As Paul attempts to head back to work as an online journalist, amid the struggles he's dealing with within his marriage, he meets with a man with a peculiar story to tell, a tale that might make a good article for Paul's first since his reporting on the troops. This story is very different; this man claims that he is God. Not that he can talk to God, not that he hears voices, not that he's one of the many gods; no, he's convinced that's he's the actual, one, true G-O-D. He and Paul will have three meetings together, three interviews with God, and rest assured they will not go as planned. Paul is having a crisis of faith, here is someone who claims to have the answers, and yet it can't be that easy; or can it?

This film is right on the edge of proclaiming itself faith-based, holding back slighting with a powerful restraint, casting stars we know to help soften the blow. But there's no doubt about it; this movie is aimed at a certain target from a very specific direction, and there's no missing its point.
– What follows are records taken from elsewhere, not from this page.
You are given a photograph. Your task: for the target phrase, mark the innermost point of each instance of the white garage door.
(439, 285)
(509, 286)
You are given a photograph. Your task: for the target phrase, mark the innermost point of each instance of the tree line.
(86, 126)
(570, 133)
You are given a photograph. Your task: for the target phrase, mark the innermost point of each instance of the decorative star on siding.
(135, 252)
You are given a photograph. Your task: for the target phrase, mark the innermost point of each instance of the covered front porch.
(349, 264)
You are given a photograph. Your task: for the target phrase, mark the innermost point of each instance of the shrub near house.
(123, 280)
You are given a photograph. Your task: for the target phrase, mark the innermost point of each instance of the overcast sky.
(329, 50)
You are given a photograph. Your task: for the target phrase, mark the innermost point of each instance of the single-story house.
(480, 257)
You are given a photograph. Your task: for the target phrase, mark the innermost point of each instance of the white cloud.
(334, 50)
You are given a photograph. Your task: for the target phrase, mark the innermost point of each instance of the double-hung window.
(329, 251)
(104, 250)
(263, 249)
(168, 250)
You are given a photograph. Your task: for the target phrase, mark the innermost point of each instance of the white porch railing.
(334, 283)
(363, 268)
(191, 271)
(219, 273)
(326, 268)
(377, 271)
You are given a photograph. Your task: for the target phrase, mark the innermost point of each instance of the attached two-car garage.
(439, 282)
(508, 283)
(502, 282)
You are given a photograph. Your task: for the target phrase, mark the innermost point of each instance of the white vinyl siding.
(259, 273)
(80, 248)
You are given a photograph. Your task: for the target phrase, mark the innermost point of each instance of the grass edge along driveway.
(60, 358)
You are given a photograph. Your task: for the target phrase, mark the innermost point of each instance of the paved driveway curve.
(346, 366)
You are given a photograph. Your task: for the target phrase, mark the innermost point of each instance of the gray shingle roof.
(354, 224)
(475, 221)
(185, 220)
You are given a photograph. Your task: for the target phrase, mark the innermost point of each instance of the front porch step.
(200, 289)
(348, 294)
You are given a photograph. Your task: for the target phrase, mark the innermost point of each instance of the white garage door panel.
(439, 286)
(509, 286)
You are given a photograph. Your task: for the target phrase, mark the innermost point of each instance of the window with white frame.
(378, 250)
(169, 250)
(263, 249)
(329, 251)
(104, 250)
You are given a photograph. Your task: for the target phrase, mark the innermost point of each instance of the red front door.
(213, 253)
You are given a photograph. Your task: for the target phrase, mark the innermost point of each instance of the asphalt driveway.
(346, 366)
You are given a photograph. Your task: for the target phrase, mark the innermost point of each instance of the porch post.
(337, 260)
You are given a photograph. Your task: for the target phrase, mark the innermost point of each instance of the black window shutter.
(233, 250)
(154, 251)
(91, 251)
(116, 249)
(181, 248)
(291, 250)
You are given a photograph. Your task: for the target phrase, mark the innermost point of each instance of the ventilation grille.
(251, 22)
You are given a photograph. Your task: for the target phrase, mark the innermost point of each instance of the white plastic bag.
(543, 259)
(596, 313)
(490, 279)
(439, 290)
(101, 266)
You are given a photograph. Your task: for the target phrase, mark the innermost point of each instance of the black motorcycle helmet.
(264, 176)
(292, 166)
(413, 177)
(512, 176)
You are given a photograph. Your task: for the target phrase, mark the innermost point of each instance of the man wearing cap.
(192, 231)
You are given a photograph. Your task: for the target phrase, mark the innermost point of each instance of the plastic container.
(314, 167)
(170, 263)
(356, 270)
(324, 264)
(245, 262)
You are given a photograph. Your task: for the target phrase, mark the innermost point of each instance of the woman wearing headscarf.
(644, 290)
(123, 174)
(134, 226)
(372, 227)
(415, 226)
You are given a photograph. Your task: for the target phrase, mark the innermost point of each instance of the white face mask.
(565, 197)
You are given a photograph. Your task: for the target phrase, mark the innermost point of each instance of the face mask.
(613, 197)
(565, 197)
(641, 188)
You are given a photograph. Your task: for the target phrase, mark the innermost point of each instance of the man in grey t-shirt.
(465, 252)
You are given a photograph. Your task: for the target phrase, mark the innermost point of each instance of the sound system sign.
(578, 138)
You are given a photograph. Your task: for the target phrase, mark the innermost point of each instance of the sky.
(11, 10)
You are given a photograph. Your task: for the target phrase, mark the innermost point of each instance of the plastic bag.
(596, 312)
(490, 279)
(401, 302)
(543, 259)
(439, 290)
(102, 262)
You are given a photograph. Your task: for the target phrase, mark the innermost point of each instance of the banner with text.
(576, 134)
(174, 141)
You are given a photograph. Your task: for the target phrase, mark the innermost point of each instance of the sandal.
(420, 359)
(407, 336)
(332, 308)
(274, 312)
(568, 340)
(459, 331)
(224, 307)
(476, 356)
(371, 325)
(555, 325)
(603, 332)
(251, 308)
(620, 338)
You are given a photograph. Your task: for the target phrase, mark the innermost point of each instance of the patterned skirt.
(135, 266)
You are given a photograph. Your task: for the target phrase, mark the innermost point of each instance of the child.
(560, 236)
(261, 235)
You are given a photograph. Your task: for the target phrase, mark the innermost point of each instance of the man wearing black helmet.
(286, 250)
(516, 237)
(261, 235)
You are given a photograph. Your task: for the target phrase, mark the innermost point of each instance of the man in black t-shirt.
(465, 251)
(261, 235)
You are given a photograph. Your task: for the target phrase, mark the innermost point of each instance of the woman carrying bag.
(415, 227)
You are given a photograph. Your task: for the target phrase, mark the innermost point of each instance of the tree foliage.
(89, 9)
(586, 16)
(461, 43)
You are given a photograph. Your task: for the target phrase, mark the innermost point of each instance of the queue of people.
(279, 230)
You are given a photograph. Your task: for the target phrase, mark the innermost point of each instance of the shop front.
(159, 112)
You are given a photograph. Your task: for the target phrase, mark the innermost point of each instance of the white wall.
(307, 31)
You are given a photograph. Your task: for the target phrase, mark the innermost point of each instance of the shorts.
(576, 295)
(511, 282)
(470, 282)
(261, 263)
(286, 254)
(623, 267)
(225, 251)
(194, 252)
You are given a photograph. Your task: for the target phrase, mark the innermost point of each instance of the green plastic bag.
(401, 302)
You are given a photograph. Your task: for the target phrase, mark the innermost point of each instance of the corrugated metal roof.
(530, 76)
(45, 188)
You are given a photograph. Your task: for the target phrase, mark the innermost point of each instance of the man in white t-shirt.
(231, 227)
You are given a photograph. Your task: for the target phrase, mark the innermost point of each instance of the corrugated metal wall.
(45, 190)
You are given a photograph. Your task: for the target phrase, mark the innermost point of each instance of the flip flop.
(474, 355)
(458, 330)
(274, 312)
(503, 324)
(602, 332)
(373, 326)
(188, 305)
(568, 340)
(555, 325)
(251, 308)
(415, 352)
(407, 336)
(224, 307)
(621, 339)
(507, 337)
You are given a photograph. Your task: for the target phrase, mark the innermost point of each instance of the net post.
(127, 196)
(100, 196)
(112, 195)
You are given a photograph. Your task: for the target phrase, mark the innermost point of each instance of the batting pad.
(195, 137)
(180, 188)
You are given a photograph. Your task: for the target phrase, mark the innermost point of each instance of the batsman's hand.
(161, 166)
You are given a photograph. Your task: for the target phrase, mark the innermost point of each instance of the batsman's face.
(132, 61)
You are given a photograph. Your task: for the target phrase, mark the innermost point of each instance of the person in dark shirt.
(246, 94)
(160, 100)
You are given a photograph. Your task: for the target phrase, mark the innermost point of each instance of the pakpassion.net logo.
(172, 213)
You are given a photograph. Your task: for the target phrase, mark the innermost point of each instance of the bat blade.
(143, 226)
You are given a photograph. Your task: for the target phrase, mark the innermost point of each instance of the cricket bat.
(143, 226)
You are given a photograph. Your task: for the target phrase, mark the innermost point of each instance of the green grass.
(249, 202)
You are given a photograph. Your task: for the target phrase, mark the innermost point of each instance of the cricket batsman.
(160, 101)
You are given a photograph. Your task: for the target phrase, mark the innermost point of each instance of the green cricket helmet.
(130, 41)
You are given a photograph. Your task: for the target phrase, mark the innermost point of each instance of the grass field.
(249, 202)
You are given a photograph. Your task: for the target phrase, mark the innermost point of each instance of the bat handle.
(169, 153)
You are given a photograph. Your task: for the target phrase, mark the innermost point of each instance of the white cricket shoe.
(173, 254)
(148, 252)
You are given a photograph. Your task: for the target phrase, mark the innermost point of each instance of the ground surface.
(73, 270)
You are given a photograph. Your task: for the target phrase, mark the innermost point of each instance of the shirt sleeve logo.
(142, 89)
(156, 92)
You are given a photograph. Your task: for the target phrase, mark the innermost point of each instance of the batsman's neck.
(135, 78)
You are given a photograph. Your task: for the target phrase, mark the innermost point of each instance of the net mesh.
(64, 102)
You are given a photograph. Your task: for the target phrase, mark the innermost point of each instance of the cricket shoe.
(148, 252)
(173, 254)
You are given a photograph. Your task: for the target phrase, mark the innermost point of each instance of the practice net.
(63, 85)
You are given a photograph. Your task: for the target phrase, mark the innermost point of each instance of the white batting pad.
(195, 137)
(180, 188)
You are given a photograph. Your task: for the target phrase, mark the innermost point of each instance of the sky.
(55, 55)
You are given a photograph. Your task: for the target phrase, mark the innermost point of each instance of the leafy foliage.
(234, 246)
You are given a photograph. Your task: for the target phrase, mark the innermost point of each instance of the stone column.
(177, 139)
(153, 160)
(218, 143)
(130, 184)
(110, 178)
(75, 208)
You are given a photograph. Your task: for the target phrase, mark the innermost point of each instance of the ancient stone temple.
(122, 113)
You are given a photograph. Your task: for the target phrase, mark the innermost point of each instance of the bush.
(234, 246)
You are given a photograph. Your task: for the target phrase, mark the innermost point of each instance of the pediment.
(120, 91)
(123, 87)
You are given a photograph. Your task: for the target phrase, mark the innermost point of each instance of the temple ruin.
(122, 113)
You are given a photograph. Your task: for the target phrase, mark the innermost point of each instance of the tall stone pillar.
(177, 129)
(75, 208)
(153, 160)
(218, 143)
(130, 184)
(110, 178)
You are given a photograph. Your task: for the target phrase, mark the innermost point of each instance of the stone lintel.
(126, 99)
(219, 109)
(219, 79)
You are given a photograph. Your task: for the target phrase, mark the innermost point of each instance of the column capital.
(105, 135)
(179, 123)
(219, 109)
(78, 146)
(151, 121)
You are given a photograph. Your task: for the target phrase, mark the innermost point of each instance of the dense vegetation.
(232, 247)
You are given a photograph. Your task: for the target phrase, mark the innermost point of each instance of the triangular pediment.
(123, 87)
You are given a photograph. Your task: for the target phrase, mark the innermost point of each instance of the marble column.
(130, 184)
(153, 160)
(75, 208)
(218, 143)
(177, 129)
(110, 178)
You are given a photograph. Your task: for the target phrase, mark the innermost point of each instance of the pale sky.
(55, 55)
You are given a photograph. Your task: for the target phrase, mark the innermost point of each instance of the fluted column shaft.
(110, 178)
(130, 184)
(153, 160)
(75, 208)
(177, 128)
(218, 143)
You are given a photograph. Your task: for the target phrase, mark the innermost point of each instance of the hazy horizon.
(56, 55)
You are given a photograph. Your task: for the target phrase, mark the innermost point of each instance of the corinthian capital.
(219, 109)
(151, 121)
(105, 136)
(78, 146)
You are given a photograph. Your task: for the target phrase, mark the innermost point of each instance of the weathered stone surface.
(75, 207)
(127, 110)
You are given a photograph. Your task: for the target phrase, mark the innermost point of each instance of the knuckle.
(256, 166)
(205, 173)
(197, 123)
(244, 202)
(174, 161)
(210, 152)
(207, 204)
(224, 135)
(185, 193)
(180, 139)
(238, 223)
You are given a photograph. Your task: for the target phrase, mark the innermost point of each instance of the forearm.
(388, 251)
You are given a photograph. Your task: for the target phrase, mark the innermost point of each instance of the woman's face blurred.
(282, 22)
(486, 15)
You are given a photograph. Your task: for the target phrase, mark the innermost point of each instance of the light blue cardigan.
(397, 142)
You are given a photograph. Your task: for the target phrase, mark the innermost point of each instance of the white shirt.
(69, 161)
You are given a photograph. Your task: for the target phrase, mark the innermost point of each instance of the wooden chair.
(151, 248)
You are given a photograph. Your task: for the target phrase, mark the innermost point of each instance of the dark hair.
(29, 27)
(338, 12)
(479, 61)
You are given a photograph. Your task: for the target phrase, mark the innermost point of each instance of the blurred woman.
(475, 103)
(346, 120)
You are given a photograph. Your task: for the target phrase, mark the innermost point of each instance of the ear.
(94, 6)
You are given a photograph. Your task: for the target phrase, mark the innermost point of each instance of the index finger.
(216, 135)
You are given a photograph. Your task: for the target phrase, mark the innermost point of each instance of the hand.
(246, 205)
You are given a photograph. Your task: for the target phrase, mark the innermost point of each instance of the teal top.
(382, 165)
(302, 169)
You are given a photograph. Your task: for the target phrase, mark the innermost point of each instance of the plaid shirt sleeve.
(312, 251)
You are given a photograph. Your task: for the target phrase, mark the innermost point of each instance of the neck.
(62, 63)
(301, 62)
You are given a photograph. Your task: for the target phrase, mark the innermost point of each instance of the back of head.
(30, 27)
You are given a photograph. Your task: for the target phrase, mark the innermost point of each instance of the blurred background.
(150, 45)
It even gives marriage advice straight from the pulpit, which might have been one the elements that bothered me the most, and it doesn't shy away from saying, like the man claiming to be God, that it has all the answers. That audacity alone is astounding, but that's the mood of this genre; they don't pretend to to be open-minded. This is a very specific story for a very narrow audience, and that should be understood going in so that there isn't any confusion.

Is that's what you enjoy, I can't say that there's too much technical to scare you away; in fact, for a faith-based film, this might be one of the more talented casts you'll come across. Brenton Thwaites is a natural actor who has enough talent to reach a low ceiling, I'll say that much for him. His film choices have been poor, he's never going to be a superstar, but he has talent, and doesn't embarrass himself as Paul. The same can be said about David Strathairn, who has made a career out of mediocrity, and I don't say that will malice; I wish I was a paid actor who has been in the business for 40 years doing solid work. Unfortunately, none of the smaller characters in the film were any good at all; in fact, they were terrible. And the plot, if you don't already believe, isn't going to hit home, and isn't going to make an impression. This is a tale of two movies, in a way; choose your side.


Video: With an aspect ratio of 2.40:1 (Anamorphic Widescreen) and shot using a Panasonic VariCam 35 camera, the video quality of the DVD is rather strong, for a low-budget, faith-based film that most audiences won't expect much out of, technically speaking. The picture is nice, the locations are interesting, the color is crisp; the cinematography isn't anything spectacular, but the film looks good and watches well.

Audio: The disc was done in English Dolby Digital 5.1, with subtitles available in English SDH, Spanish, and French. That's it for the audio, and there isn't much else to report. The movie does have a nice underscore that feels new and seems relevant, so hats off to the crew for making the music work. But there aren't any audio standouts otherwise, and the sound won't be memorable to anyone watching.

Extras: The only bonus features on the DVD are a Special Discussion: Key Themes and Questions interview session (22 minutes total) and a series of interviews with the four main cast members.

Final Thoughts

Rent It. Since I lean more toward the pessimistic contingent of audiences and less toward the optimistic group, this film didn't land well personally, but that didn't stop me from recognizing that, while it's far from perfect, it does offer certain aspects that don't entirely fail. The acting by the two leading men is fairly strong, and they play well off one another. The remaining cast is terrible though, and the story is so monochromatic that you'll find yourself choosing sides rather than enjoying either way. The video is solid, the audio too, there are a couple special features, so the technical areas aren't completely ignored, and the movie is aided by that fact. Still, I won't be shouting this film's praises, and I can't recommend it to anyone who isn't already prepared to love it; that might be the only group this movie was made for anyway.